Published01 Oct 2020

Abstract

Disrupted immune response is an important feature of many neurodegenerative conditions, including sepsis-associated cognitive impairment. Accumulating evidence has demonstrated that immune memory occurs in microglia, which has a significant impact on pathological hallmarks of neurological diseases. However, it remains unclear whether immune memory can cause subsequent alterations in the brain immune response and affect neurobehavioral outcomes in sepsis survivors. In the present study, mice received daily intraperitoneal injection of low-dose lipopolysaccharide (LPS, 0.1 mg/kg) for three consecutive days to induce immune memory (immune tolerance) and then were subjected to sham operation or cecal ligation and puncture (CLP) 9 months later, followed by a battery of neurobehavioral and biochemical studies. Here, we showed that repeated low-dose LPS injection-induced immune memory protected mice from sepsis-induced cognitive and affective impairments, which were accompanied by significantly decreased brain proinflammatory cytokines and immune response. In conclusion, our study suggests that modulation of brain immune responses by repeated LPS injections confers neuroprotective effects by preventing overactivated immune response in response to subsequent septic insult.

1. Introduction

Accumulating evidence has demonstrated that sepsis is a pivotal component in mediating cellular senescence, changes in neuronal plasticity, neuronal loss, and consequent cognitive impairments [13]. Animal studies have also shown depressive-like behavior and learning and memory impairments after sepsis by lipopolysaccharide (LPS) challenge or cecal ligation and puncture (CLP) [4, 5]. However, there is currently no effective preventive treatment for sepsis-associated cognitive impairments.

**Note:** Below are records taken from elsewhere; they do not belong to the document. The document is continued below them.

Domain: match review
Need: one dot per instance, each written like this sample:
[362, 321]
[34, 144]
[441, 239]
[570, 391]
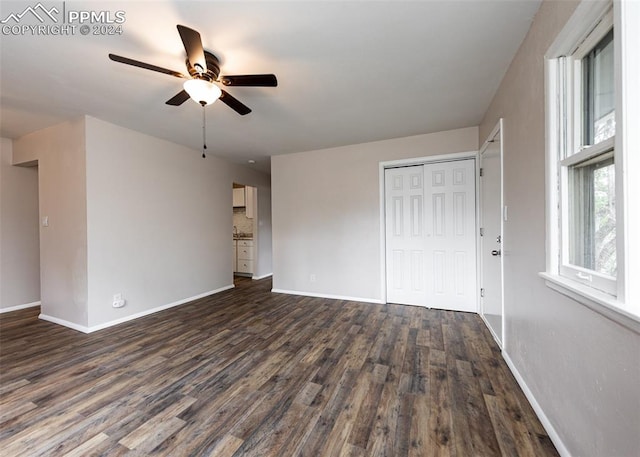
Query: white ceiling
[348, 72]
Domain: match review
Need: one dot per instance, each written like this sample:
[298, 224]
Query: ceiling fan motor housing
[210, 73]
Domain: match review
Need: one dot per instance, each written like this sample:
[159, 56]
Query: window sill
[602, 303]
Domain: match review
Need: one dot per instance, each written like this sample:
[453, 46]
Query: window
[587, 161]
[593, 161]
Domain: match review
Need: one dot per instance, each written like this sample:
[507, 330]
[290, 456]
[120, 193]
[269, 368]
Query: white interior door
[430, 235]
[450, 194]
[404, 209]
[491, 240]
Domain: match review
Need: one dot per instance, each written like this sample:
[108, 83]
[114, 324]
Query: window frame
[570, 150]
[623, 305]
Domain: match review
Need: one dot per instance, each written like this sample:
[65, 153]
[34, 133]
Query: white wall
[159, 221]
[326, 213]
[19, 236]
[263, 265]
[60, 154]
[582, 369]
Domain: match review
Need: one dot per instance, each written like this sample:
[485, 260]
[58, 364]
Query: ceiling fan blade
[178, 99]
[250, 80]
[193, 45]
[234, 103]
[147, 66]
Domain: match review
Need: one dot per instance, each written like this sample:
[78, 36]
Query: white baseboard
[544, 420]
[19, 307]
[131, 317]
[262, 276]
[64, 323]
[330, 296]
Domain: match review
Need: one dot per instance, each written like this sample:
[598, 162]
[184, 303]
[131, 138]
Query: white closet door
[450, 191]
[430, 235]
[405, 253]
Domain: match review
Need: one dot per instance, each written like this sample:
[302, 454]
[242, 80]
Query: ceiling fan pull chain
[204, 131]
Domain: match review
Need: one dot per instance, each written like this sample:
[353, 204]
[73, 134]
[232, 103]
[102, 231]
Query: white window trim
[624, 308]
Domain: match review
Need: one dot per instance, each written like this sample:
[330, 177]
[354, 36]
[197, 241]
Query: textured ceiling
[348, 72]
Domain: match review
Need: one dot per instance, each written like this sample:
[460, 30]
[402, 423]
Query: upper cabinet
[239, 199]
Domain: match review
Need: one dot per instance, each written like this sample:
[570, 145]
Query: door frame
[500, 340]
[456, 156]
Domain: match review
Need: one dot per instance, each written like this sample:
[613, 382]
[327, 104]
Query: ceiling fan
[204, 74]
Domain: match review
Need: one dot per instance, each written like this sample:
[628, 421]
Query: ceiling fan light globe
[202, 91]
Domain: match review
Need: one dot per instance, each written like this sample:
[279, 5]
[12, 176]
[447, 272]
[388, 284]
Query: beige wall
[583, 369]
[60, 154]
[19, 237]
[159, 221]
[135, 215]
[326, 213]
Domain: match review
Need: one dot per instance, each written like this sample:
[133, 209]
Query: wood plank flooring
[250, 373]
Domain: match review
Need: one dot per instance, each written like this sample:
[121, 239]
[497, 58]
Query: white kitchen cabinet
[244, 256]
[235, 255]
[249, 199]
[239, 198]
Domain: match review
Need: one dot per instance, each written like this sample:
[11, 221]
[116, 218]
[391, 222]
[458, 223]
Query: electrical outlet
[118, 302]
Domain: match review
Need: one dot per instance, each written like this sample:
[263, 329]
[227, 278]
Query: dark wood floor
[251, 373]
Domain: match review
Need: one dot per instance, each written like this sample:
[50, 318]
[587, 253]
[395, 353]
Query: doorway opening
[492, 216]
[244, 230]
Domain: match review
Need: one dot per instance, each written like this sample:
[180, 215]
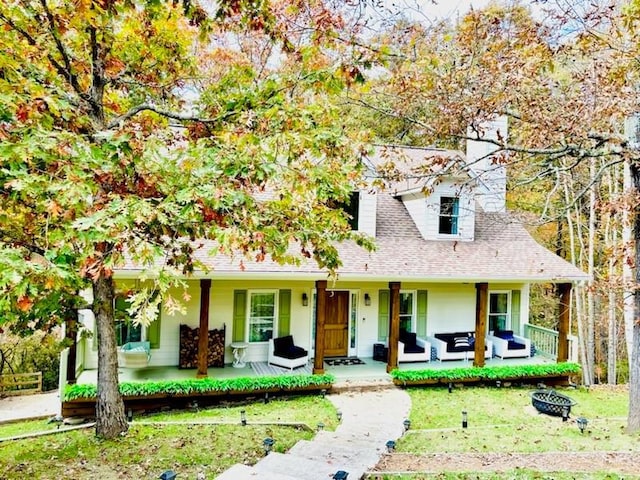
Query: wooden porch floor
[372, 370]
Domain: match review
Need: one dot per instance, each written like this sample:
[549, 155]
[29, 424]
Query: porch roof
[502, 251]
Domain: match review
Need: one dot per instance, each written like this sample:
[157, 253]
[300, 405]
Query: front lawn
[167, 440]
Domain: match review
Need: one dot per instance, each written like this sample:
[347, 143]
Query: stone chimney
[491, 177]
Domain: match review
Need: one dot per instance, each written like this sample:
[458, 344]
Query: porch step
[305, 469]
[243, 472]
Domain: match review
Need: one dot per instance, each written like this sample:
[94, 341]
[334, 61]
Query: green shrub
[203, 386]
[486, 373]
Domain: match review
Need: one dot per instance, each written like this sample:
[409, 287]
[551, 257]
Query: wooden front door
[336, 327]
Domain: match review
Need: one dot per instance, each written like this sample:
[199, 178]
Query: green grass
[503, 420]
[149, 449]
[519, 474]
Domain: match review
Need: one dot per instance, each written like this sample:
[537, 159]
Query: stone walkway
[369, 420]
[29, 406]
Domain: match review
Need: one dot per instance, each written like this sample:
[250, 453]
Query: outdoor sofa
[508, 345]
[458, 346]
[413, 349]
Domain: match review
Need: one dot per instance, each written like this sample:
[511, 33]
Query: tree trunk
[611, 232]
[591, 307]
[110, 415]
[627, 269]
[574, 231]
[633, 422]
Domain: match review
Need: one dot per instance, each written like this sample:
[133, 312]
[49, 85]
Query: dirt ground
[623, 463]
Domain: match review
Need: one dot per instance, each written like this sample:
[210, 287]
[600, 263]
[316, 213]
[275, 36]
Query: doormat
[335, 362]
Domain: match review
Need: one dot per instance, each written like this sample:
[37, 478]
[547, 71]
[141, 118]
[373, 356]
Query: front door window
[499, 311]
[406, 311]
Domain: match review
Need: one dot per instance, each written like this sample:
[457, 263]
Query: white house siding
[450, 307]
[425, 211]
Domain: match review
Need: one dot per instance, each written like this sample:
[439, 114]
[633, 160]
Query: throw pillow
[461, 342]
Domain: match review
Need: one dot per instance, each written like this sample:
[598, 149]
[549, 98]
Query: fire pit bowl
[551, 402]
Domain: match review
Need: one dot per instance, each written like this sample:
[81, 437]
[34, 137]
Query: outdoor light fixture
[367, 299]
[582, 423]
[243, 418]
[168, 475]
[267, 444]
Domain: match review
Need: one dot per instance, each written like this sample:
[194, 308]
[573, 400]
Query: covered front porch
[370, 371]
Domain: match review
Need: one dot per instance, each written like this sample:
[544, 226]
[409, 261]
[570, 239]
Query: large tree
[129, 129]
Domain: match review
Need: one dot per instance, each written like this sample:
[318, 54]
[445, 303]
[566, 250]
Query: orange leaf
[24, 303]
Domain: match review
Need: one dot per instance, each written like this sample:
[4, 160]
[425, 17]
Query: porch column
[482, 299]
[563, 322]
[321, 314]
[394, 325]
[203, 333]
[71, 334]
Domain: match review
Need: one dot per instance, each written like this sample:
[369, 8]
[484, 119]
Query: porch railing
[546, 342]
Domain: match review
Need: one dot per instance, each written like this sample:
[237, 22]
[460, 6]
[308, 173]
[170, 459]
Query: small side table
[239, 350]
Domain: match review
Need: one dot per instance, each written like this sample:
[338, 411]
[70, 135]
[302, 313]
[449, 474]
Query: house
[449, 258]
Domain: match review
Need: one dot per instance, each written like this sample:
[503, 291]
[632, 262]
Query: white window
[499, 311]
[126, 330]
[262, 315]
[448, 218]
[407, 311]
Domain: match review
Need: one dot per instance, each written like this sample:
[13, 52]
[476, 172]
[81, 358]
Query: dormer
[362, 210]
[445, 212]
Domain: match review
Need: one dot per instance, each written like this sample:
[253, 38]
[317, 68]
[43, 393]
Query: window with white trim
[126, 329]
[262, 315]
[448, 217]
[499, 311]
[407, 311]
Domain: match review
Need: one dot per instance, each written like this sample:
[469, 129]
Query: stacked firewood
[189, 347]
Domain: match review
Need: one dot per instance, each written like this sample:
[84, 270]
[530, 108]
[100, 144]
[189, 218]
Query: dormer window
[448, 219]
[352, 208]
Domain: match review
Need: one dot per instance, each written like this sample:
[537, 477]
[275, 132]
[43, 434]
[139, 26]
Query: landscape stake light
[168, 475]
[582, 423]
[267, 444]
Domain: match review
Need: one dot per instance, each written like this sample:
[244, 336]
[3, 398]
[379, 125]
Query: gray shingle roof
[502, 251]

Immune memory is a well-known phenomenon in the adaptive immune system, which provides long-lasting protection against reinfection in case of similar pathogen [6]. Intriguingly, immune memory also occurs in microglia and significantly affects pathological hallmarks of neurological disease in mouse models [7]. Dysregulated activation of trained immunity can lead to either hyperinflammation or immunodepression, indicating immune memory in microglia is highly plastic [8]. In one previous study, it has been shown that a single LPS injection induced immune training 1 day later, whereas repeated LPS injections for 4 consecutive days caused immune tolerance in the brain, as reflected by increased and decreased brain cytokine levels, respectively [8]. One recent study has also shown that restoring the delicate balance of immune homeostasis confers substantial protection against stress-induced anxiety- and depression-like behaviors [9]. In view of the detrimental role of sepsis and the absence of effective therapies, studies based on immune memory modulation are urgently needed.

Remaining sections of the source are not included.